Dr. Hematti's basic laboratory research focuses on the biology of bone marrow stem cells, both hematopoietic (HSCs) and mesenchymal stem cells (MSCs), and his major clinical interest is in bone marrow transplantation (BMT). Dr. Hematti likes to call himself a translational researcher as his ultimate goal is to improve the outcome of BMT and making it available to a wider range of patients with hematological malignancies utilizing the knowledge gained through his laboratory research. For example, before moving to UW and while he was a post-doctoral fellow in the laboratory of Dr. Cynthia Dunbar at National Institutes of Health, he investigated the potential of AMD3100, a novel HSC mobilization agent working through breaking the interaction between HSCs and MSCs, for mobilization of HSCs in a pre-clinical rhesus macaque model. After joining UW this background led him to initiate a phase-III trial using this agent for patients with who have failed other mobilization regimens and thus could not proceed with their planned autologous transplantation, their last hope for cure.

In the last couple of years this study has allowed more than 20 patients with lymphoma or multiple myeloma to be collected successfully and proceed with their transplantation, something that could have been impossible without having this trial open.
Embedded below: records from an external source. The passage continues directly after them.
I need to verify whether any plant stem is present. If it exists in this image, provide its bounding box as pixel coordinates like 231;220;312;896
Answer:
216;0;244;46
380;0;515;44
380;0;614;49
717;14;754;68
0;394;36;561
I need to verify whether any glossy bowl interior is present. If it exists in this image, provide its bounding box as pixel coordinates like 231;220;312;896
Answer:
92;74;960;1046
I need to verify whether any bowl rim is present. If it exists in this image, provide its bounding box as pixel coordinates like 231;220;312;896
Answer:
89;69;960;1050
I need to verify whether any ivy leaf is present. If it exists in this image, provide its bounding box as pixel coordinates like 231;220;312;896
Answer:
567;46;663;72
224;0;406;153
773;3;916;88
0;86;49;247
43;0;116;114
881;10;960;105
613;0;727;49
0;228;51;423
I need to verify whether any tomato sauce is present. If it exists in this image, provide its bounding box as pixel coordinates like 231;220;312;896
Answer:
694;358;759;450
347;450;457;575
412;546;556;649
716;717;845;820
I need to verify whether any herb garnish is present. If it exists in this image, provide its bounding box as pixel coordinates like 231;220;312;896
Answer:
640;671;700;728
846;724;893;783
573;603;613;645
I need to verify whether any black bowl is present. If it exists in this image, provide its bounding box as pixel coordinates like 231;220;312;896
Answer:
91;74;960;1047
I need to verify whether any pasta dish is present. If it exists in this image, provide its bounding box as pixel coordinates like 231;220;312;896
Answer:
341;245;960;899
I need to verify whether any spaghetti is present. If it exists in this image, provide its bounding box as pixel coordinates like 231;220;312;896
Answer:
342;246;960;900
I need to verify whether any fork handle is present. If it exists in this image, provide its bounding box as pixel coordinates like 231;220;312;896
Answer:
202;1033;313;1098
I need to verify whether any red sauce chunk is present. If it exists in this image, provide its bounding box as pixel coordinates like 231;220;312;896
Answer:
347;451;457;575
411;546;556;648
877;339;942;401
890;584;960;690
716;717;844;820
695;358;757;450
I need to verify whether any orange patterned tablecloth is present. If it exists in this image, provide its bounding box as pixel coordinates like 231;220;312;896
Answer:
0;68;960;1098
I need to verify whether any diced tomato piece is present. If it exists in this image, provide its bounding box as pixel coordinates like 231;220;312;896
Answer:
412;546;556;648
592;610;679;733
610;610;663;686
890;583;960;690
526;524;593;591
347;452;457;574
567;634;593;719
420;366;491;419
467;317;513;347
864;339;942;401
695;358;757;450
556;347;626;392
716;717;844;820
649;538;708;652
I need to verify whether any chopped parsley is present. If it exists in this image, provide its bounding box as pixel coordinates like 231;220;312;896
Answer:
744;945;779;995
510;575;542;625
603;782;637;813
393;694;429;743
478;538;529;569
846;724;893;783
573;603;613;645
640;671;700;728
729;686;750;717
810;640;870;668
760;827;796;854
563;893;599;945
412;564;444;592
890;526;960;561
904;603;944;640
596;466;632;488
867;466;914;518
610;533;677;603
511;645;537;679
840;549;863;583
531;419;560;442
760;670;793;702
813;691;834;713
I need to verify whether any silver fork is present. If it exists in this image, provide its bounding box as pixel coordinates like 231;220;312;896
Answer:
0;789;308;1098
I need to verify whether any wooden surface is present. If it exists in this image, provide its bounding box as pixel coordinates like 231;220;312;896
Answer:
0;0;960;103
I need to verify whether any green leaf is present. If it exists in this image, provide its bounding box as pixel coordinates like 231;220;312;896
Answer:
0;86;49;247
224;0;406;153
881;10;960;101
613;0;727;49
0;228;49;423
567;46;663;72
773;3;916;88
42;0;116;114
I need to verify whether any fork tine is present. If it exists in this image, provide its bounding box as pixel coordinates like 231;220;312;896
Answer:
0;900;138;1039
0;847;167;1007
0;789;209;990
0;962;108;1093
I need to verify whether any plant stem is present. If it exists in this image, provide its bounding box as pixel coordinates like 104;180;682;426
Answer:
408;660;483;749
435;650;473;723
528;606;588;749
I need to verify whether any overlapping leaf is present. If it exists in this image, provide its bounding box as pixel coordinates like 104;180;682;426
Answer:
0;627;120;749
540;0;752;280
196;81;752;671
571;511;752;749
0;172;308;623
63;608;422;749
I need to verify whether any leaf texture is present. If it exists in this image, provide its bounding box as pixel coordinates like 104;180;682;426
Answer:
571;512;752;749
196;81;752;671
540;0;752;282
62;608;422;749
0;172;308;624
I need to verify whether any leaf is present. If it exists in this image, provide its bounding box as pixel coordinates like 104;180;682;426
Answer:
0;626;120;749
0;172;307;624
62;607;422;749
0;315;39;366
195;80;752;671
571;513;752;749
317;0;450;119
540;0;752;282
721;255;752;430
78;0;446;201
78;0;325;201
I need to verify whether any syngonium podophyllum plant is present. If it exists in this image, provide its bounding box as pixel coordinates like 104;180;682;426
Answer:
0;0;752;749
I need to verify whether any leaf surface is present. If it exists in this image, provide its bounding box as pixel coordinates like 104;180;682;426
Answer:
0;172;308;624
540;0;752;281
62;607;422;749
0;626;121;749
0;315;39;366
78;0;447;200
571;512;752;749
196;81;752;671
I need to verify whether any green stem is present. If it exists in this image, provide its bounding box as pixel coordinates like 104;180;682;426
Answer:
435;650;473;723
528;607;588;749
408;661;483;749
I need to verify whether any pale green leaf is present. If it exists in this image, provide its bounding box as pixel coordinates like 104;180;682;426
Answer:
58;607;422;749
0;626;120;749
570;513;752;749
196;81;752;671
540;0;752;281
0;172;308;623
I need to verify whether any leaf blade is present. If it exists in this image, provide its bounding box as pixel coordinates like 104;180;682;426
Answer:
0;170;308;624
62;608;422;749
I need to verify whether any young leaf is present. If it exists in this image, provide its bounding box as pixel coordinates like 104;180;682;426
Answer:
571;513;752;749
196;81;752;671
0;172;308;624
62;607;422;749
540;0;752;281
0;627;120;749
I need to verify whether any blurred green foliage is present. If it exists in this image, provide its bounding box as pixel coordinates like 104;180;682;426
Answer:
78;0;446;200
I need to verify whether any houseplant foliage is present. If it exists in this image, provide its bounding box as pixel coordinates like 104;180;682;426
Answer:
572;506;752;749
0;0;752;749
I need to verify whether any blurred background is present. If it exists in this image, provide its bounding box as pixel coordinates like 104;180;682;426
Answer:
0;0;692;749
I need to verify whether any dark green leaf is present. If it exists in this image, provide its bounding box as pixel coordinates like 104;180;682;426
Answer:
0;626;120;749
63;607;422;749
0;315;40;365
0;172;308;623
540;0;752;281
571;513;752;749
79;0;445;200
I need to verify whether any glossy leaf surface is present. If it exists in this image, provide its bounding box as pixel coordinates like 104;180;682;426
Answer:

Another area of interest for Dr. Hematti is the role of bone marrow MSCs in normal and malignant hematopoiesis. Again, this basic research interest combined with the goal of improving the outcomes after BMT led him to open a phase-III trial to study the effect of MSCs in treating acute graft versus host disease, a potentially deadly complication after allogeneic BMT. Most recently, Dr. Hematti is studying the role of MSCs in B-cell malignancies including lymphoma and multiple myeloma through funding provided by Skoronski fund for lymphoma research and Trillium fund for multiple myeloma research.

Hematti Family

Dr. Hematti grew up in Iran and received his medical degree from Tehran University of Medical Sciences. He continued his medical training at Cleveland Clinic Foundation in Internal Medicine and Pediatrics, followed by specialty training at the National Institute of Health in Bethesda, Maryland. Currently, he lives with his family in Middleton. His wife, Shirin (which means sweet in Persian) teaches mathematics at University of Wisconsin, and their daughters (Neeloufar- which means morning glory-, and Faranak- which means butterfly) attend Madison Day Country School.